Tryo reprend du service. Nous sommes à quelques jours de la sortie officielle de Ce que l'on sème, premier album studio depuis Grain de sable, lancé en 2003. Voilà une autre création éminemment citoyenne du quartette hexagonal, album aux préoccupations planétaires, moins franco-françaises, plus tendres de surcroît. Ce que l'on s'aime aussi !

«Voilà, on ne voulait pas trop de décalage entre la sortie de l'album en France et la sortie au Québec. Et comme il est prévu que l'on y joue en mars, on voulait vraiment que l'album sorte avant.»

 

Christophe Mali au téléphone. Peu probable qu'on s'ennuie au cours des prochaines minutes! On connaît l'animal, dont la dégaine extatique rappelle Jacques Higelin ou même Charles Trenet. On le lance d'abord sur l'élargissement de la palette musicale, tangible sur Ce que l'on sème.

«Depuis les débuts de Tryo, fait observer Mali, les influences sont diverses. Or, pendant cette pause qu'on a faite avec le groupe, il y a eu pas mal de voyages et de rencontres - je suis personnellement allé en Inde, Guizmo est allé au nord du Niger, etc. Les nouvelles influences musicales de Ce que l'on sème reflètent ces itinéraires.»

Mali fait observer que les ingrédients de la pâte à Tryo n'ont pas été négligés pour autant. «Il y a quand même du reggae, du folk, des guitares, des voix.
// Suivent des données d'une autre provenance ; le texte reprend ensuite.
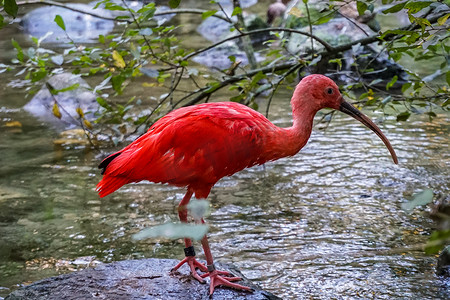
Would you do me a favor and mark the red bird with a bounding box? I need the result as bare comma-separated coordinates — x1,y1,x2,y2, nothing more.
97,75,398,294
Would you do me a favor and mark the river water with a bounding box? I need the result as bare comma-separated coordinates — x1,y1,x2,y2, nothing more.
0,0,450,299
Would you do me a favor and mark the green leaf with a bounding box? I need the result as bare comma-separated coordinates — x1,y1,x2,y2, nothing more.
356,1,367,16
3,0,19,18
97,97,111,109
169,0,181,8
425,229,450,254
328,58,342,70
11,39,24,62
231,6,242,17
402,82,412,93
386,75,398,91
438,14,450,26
382,2,407,14
133,223,208,241
53,15,66,31
402,189,433,212
111,75,125,94
202,9,217,20
31,70,47,82
397,111,411,122
112,50,126,69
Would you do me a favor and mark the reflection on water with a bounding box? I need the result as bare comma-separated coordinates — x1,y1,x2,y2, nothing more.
0,75,450,299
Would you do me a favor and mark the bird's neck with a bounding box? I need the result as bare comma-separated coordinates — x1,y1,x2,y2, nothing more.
269,106,317,160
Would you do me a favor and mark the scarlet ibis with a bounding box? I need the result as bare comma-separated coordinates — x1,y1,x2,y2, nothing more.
97,75,398,294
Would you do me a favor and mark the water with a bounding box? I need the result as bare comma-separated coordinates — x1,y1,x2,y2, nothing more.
0,1,450,299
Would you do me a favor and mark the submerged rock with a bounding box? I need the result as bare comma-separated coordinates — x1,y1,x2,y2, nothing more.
436,245,450,277
5,258,281,300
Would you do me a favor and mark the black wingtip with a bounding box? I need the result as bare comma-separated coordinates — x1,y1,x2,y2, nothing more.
98,152,122,175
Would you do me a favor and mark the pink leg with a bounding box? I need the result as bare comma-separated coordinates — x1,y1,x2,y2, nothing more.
172,189,208,283
202,220,253,295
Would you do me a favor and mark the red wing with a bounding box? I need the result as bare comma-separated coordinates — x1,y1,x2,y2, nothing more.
99,104,267,197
Cela ne nous a pas empêchés de repousser nos limites. Les textes nous ont menés là, en fait. Par exemple, Tombé mal parle de déforestation, ce qui nous a conduits à inviter Sally Nyolo, une chanteuse camerounaise qui a fait partie de Zap Mama. Ainsi, nous nous sommes permis d'aller vers l'Afrique (Abdallâh), mais aussi vers l'Inde (Mrs Roy). L'influence de l'Amérique latine, de Cuba et du Brésil, a aussi énormément joué sur cet album - L'air du plastique, Quand les hommes s'ennuient, etc.»

Proche de son public, Tryo a tout mis en oeuvre pour que sa pâte lève de nouveau. «Avant de mixer Ce que l'on sème, on a fait un tour de France pour le faire écouter à notre public, indique Mali. Avec l'album, nous avons aussi fourni un carnet de chant assorti des tablatures pour la guitare, car nous entendons régulièrement jouer nos chansons sur les plages, dans les festivals, dans les soirées. On est ravis des premières réactions, on est partis pour un cycle de deux ans.»
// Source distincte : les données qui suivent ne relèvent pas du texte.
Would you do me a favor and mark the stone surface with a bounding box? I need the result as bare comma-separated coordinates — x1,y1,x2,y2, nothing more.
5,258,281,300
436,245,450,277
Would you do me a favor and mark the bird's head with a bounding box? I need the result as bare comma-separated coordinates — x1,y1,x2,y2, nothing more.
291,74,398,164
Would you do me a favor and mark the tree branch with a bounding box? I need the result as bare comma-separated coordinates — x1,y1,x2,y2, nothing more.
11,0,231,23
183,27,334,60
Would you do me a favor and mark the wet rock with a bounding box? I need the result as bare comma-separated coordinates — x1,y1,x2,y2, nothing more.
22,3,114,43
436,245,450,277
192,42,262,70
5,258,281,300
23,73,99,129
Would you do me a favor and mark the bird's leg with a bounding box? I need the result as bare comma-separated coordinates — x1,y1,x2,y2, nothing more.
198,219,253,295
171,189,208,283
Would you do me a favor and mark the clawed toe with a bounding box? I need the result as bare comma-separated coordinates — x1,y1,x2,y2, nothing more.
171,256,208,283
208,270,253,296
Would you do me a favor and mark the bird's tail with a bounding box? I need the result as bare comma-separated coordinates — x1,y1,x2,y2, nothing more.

La tournée débutera au milieu de l'hiver prochain, les dates sont déjà bloquées jusqu'à décembre 2009, les escales québécoises sont prévues en mars ainsi que durant la période des festivals.

Engagés et festifs

Tryo existe depuis 13 ans. D'entrée de jeu, la formation française a su incarner cette vague progressiste à la fin des années 90, nouvelle gauche altermondialiste dont les revendications ont été semées à tous vents... avant que ce vent de droite ne souffle un peu partout en Occident. Où en êtes-vous, nobles battants de Tryo?

«C'est vrai qu'il y a quelque chose de majeur avec la droite, mais je crois aussi qu'au sein de la jeunesse, des voies à gauche ne cessent d'émerger, entre autres chez les artistes. Je crois que l'alternative est toujours là et que les médias faussent peut-être la donne... surtout lorsqu'ils appartiennent à des intérêts de droite! En tout cas, je ne crois pas évoluer dans une bulle.»

À ce titre, Tryo voit les choses bien au-delà de la francophonie.

«En tant qu'artistes engagés, nous sommes moins dans des préoccupations franco-françaises, comme c'était le cas dans nos premiers disques. Bien sûr, il y a encore des chansons comme Marcher droit ou Travailler plus, qui portent un regard sur la société française et notre «chère» présidence. Mais les questions qu'on se pose dépassent ce simple rapport à notre pays. Il y a notamment ce thème central qui est celui de l'écologie - d'où notre allégeance à Greenpeace.»

Le pamphlet ne l'emporte pas sur l'art pour autant, assure Mali. «Nous restons dans la création malgré nos préoccupations. Nous abordons des thèmes graves tout en conservant un côté festif et divertissant. Avant tout, nous sommes sur scène pour faire rêver les gens. Nous nous réclamons de personnages comme Pierre Desproges et Coluche, qui ont su lier l'engagement à l'humour. Ou Ferré, qui a intégré son engagement à la poésie. Maintenant, d'ailleurs, notre rapport à l'amour est beaucoup plus clairement évoqué. Ce que l'on sème et... ce que l'on s'aime.»